Even before the attacks, the city had been “muddling along,” as Mr. Ross put it, but he could never forget gazing at the site, home to Robert Moses’s loathsome Coliseum, from his old office on the other side of the park, at 59th Street and Madison. The opportunity, with the park and subway, at the axis of Midtown and uptown, was undeniable. “The location was superb,” Mr. Ross said. “I looked at it as the best site in the city that had been undeveloped. I really thought it deserved a world-class project.”

From his revival of Union Square to his partnerships with Equinox and Danny Meyer, everything has been preparing Mr. Ross and the Related Companies for creating the 26-acre, $12 billion Hudson Yards, the city’s 21st-century Rockefeller Center. The best views, the best services, the best address. “Everyone sees the potential now,” Mr. Ross boasted at the Y.

Related’s rise has been entwined with the rebirth of New York from a bankrupt dystopia into a glittering place of wealth. The evolution has undeniably improved safety and heightened public investment, but it has also perpetuated a view, held by some New Yorkers, that the city is losing its character and diversity to a wave of glassy boxes. While no single developer is responsible for this gentrification, Related’s trophy towers have strongly correlated with the luxury surge.

And no developer has navigated City Hall with such success. Mr. Ross became friends with Dan Doctoroff, the former deputy mayor for economic development in the Bloomberg administration, when the two were part of a group that bought the New York Islanders in 1997. Critics argued that their relationship gave Related an inside track on development bids, but others credited the company’s appetite for complexity and a willingness to take on daunting projects.

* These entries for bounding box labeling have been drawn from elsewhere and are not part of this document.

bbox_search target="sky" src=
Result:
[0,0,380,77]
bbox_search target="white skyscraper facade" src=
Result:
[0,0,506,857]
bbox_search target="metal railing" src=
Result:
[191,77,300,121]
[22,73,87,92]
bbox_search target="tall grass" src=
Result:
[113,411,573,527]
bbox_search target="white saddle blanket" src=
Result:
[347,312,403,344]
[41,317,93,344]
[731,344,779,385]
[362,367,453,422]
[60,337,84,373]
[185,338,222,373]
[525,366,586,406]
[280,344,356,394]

“He understands what’s needed on the city’s side,” said Steve Spinola, president of the Real Estate Board of New York, where Mr. Ross was chairman for two years. “He’s in it for the long haul.”

SUCCESS has enriched Mr. Ross, whose net worth is an estimated $3.1 billion, according to Forbes. He owns the Miami Dolphins and though a registered Democrat, became a champion of Mitt Romney in the recent presidential campaign, donating over $100,000.

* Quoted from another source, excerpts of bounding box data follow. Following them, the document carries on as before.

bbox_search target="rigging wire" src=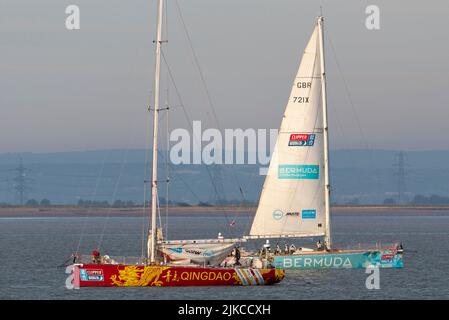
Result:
[161,50,233,236]
[97,148,129,251]
[175,0,245,230]
[75,150,111,255]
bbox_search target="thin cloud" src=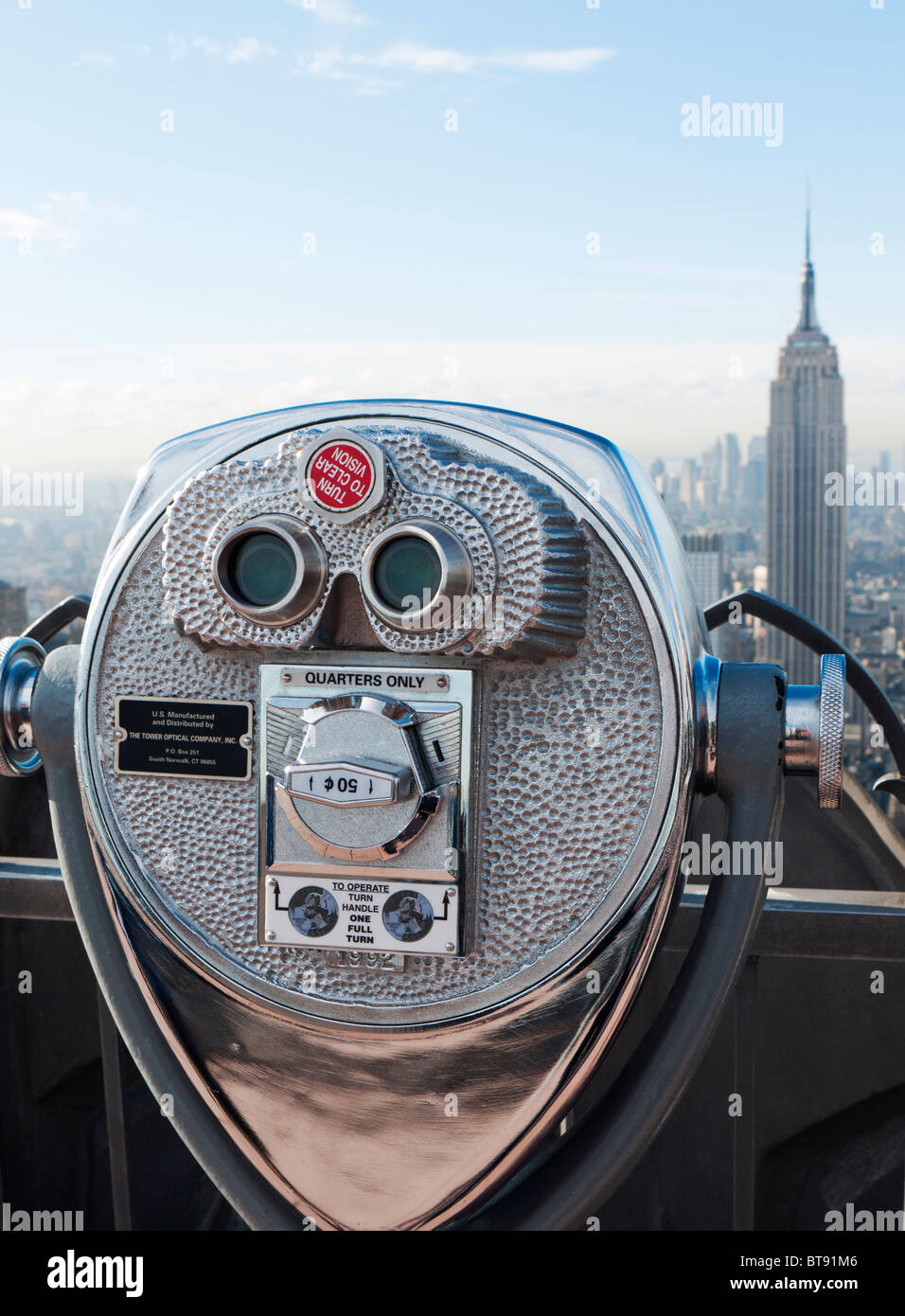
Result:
[167,37,277,64]
[0,192,134,251]
[294,41,615,90]
[286,0,374,27]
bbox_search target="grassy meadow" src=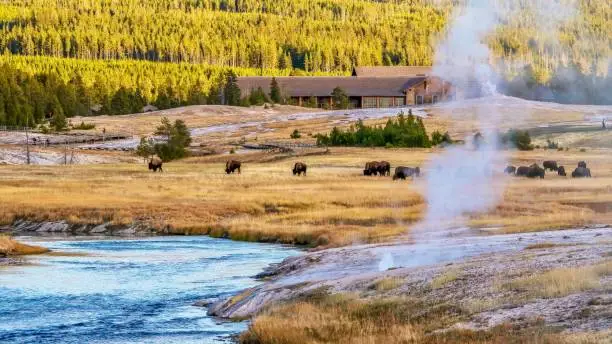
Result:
[0,148,612,247]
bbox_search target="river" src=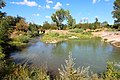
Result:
[10,38,120,73]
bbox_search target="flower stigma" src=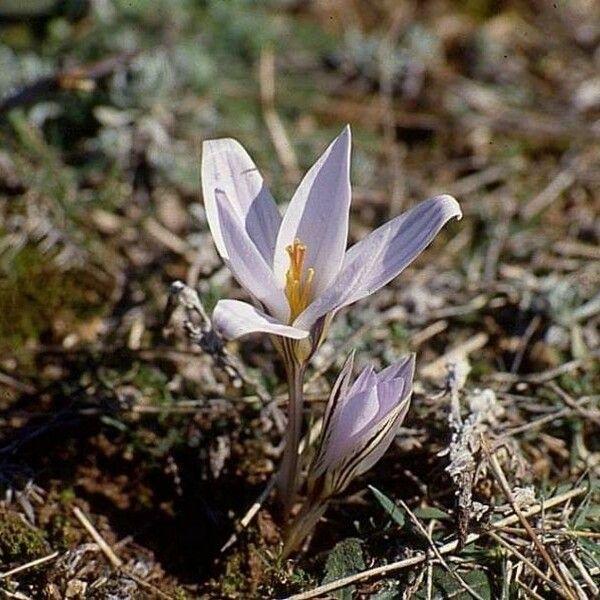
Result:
[285,238,315,324]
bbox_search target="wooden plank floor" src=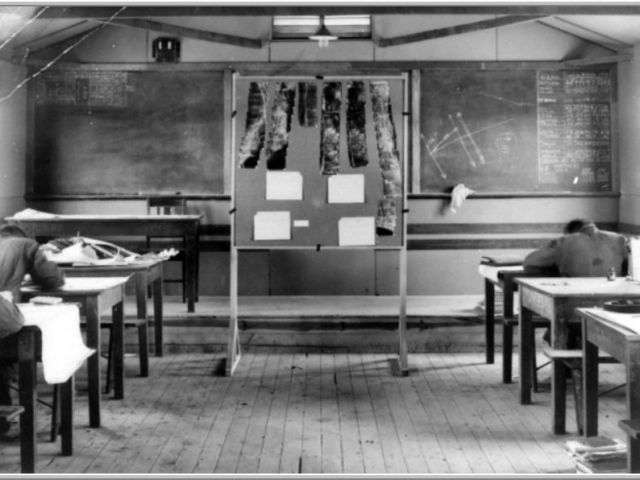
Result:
[0,351,625,474]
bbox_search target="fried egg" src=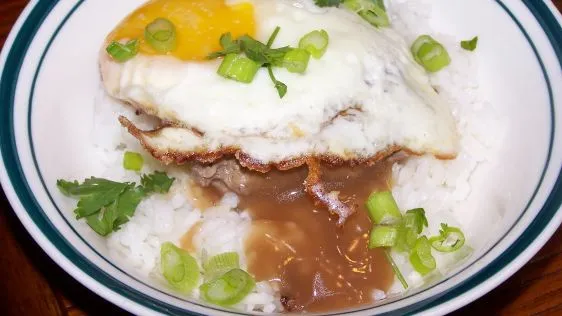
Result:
[100,0,458,169]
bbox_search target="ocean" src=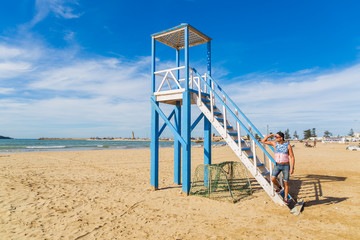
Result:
[0,139,211,153]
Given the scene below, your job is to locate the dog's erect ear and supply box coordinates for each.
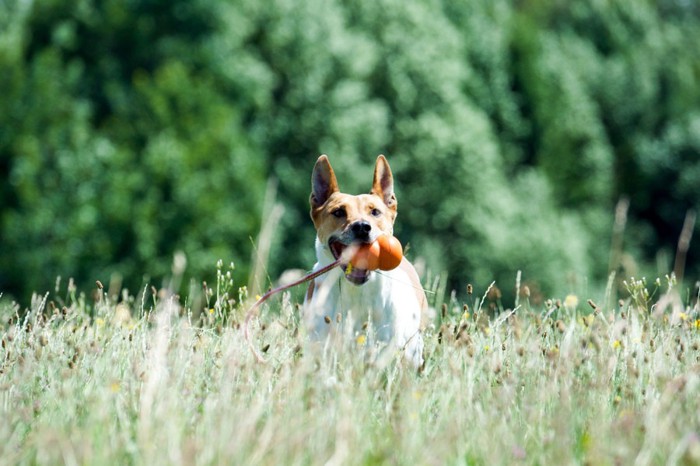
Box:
[370,155,398,211]
[309,155,338,209]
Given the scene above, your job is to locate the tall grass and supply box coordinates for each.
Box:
[0,273,700,465]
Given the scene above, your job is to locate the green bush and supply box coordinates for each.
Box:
[0,0,700,299]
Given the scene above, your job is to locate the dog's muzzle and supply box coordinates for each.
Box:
[328,235,370,285]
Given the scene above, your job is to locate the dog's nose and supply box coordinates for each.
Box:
[350,220,372,240]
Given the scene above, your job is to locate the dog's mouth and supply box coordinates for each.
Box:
[328,238,370,285]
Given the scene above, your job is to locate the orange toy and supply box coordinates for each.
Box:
[350,235,403,270]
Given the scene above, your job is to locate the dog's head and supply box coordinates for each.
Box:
[309,155,398,285]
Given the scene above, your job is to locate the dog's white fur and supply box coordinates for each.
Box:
[304,156,427,367]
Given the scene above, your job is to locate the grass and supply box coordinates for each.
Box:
[0,267,700,465]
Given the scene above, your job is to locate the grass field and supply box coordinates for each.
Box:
[0,273,700,465]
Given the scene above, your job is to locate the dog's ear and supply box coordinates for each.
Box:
[370,155,398,211]
[309,155,338,209]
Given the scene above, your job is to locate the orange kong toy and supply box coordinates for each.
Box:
[350,235,403,270]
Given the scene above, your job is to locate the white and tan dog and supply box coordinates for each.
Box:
[304,155,427,367]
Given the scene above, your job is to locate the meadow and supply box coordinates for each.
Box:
[0,267,700,465]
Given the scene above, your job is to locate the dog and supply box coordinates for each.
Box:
[304,155,428,368]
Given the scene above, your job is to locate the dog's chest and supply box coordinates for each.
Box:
[331,277,398,341]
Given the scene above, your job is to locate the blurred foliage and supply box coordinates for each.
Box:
[0,0,700,302]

And yet Related originated from disappointment. After graduating from law school and working as a tax attorney in his native Michigan in the 1960s, Mr. Ross arrived in New York to work at the now-defunct investment bank Bear Stearns. “I was working for a Wall Street firm, and I got fired for the wrong reasons,” he said at the 92nd Street Y. “The person I was working for didn’t really realize my capabilities.”

But as Mr. Ross noted in a 2009 graduation address at Michigan University’s School of Business, which bears his name after a $100 million donation, “Bear Stearns is gone. Steve Ross is still here.”

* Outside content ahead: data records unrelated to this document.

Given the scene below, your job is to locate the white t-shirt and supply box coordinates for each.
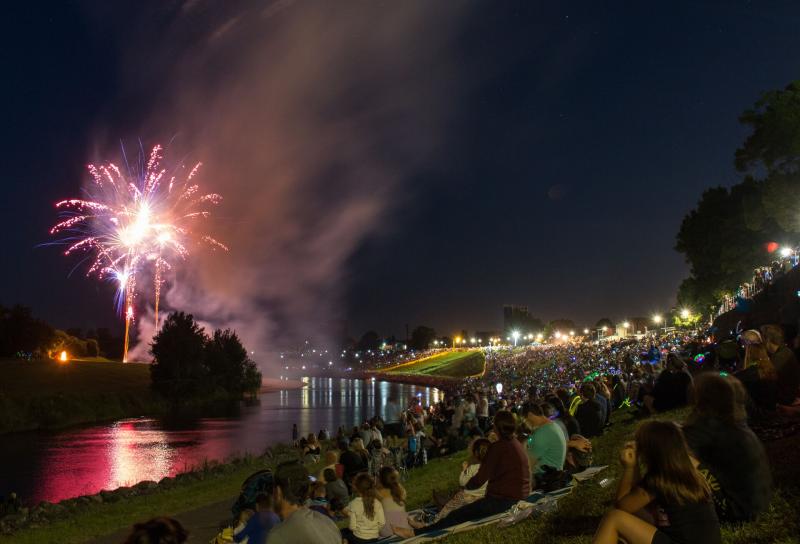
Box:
[347,497,386,540]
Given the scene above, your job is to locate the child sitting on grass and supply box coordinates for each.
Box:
[342,473,386,544]
[593,421,721,544]
[233,494,281,544]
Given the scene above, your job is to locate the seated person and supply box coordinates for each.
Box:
[342,473,386,544]
[761,325,800,406]
[408,438,492,529]
[415,410,530,533]
[233,494,281,544]
[306,482,333,520]
[683,372,772,521]
[644,353,692,413]
[539,397,592,474]
[323,468,350,512]
[125,518,189,544]
[593,421,722,544]
[735,330,778,418]
[377,467,414,538]
[575,383,605,438]
[317,450,339,482]
[523,403,567,476]
[267,461,342,544]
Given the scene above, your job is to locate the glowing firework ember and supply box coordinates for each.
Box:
[50,145,228,361]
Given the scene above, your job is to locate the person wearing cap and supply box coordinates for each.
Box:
[267,461,342,544]
[735,329,778,417]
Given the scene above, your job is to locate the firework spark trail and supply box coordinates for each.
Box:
[50,145,228,360]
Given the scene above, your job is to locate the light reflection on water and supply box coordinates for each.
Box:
[0,378,440,504]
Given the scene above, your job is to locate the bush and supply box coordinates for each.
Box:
[150,312,261,398]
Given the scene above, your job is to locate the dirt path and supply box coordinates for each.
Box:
[89,497,236,544]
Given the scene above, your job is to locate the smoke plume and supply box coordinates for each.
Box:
[109,0,464,362]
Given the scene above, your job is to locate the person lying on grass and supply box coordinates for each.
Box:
[593,421,721,544]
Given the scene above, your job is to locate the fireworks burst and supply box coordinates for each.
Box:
[50,145,228,361]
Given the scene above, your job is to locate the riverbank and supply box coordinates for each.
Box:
[0,411,800,544]
[0,360,305,434]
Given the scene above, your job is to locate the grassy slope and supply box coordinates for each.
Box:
[387,351,485,378]
[0,361,159,433]
[407,413,800,544]
[0,413,800,544]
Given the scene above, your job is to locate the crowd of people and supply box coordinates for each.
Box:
[120,325,800,544]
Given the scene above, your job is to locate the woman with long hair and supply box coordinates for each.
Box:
[417,410,531,532]
[342,473,386,544]
[683,372,772,521]
[593,421,721,544]
[378,466,414,538]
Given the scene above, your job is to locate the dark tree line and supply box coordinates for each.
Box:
[675,81,800,313]
[0,305,113,359]
[150,312,261,399]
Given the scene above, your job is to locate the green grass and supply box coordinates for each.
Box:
[398,412,800,544]
[0,360,163,433]
[7,412,800,544]
[387,351,486,378]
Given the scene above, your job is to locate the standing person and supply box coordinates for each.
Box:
[342,474,386,544]
[267,461,342,544]
[735,330,778,417]
[761,325,800,406]
[593,421,722,544]
[339,438,368,488]
[478,391,489,432]
[683,372,772,522]
[408,438,492,529]
[415,410,530,533]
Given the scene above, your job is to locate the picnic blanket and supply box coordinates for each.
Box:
[378,485,574,544]
[378,466,608,544]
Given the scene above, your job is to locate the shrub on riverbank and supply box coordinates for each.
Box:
[150,312,261,400]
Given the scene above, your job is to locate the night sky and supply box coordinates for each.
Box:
[0,0,800,346]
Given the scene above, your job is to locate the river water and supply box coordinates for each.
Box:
[0,378,440,504]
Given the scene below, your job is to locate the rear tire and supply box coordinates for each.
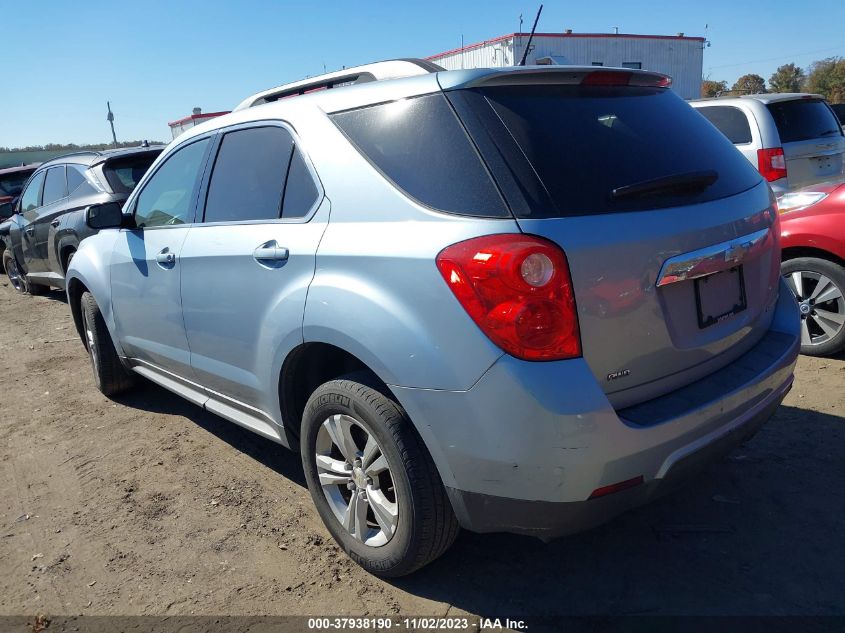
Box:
[80,292,134,396]
[302,373,459,578]
[780,257,845,356]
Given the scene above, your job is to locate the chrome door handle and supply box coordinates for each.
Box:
[252,240,289,263]
[156,248,176,266]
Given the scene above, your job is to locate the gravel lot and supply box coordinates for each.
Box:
[0,283,845,622]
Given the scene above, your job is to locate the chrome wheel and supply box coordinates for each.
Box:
[316,414,399,547]
[783,270,845,345]
[82,302,97,376]
[4,257,26,292]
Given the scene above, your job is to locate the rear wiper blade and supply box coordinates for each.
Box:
[612,169,719,200]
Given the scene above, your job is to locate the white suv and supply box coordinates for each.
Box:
[690,93,845,195]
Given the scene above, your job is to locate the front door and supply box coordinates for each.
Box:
[110,138,210,380]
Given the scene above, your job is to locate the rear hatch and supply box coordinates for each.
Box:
[766,96,845,189]
[447,70,780,407]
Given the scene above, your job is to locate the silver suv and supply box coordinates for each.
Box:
[690,93,845,195]
[67,61,799,576]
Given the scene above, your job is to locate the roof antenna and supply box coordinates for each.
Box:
[519,4,543,66]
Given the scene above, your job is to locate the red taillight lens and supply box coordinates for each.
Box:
[757,147,786,182]
[437,234,581,360]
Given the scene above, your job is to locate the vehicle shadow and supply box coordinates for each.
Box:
[113,380,306,488]
[394,407,845,616]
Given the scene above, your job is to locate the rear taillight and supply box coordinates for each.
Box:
[437,234,581,360]
[757,147,786,182]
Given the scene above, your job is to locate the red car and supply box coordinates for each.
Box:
[778,182,845,356]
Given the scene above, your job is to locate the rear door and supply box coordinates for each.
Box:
[181,122,328,414]
[767,97,845,189]
[450,76,779,406]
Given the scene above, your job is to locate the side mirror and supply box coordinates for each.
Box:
[85,202,123,231]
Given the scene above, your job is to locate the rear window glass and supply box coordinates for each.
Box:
[0,170,34,198]
[768,99,842,143]
[698,106,751,145]
[103,152,158,193]
[458,85,760,218]
[332,93,509,217]
[41,165,67,205]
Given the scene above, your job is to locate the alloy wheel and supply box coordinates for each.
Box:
[783,270,845,345]
[316,414,399,547]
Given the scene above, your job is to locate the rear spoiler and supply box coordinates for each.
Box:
[438,66,672,90]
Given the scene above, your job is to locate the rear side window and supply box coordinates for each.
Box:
[205,126,293,222]
[697,106,751,145]
[103,152,158,194]
[21,171,46,212]
[767,99,842,143]
[458,85,760,218]
[332,93,509,217]
[67,165,85,195]
[41,165,67,205]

Mr. Ross wanted his business to be sustainable, without relying on boom and bust cycles, so he focused on affordable rental housing. His first projects were small apartment complexes financed by the U.S. Department of Housing and Urban Development (HUD) in Wasaka, R.I., and Middletown, N.Y. He then closed in on New York, building in Rockland and Westchester Counties and southern Connecticut.

Mr. Ross eventually entered Manhattan with an affordable housing project in 1976, and his big break came when he won a bid in 1980 for River Walk, a development site just north of Manhattan’s Stuyvesant Town.

Related won the rights to build some 1,800 apartments, a hotel and ample retail (a formula the company would replicate again and again), but the biggest prize was having the Related name run on the front page of The New York Times. This immediately led to more deals, in Battery Park City and on the Upper East Side. And thus his conquest of Manhattan began. “It was first survival and concentrating on a company, then it was a question of diversifying,” Mr. Ross said. “I knew I didn’t want to stay in affordable housing forever.”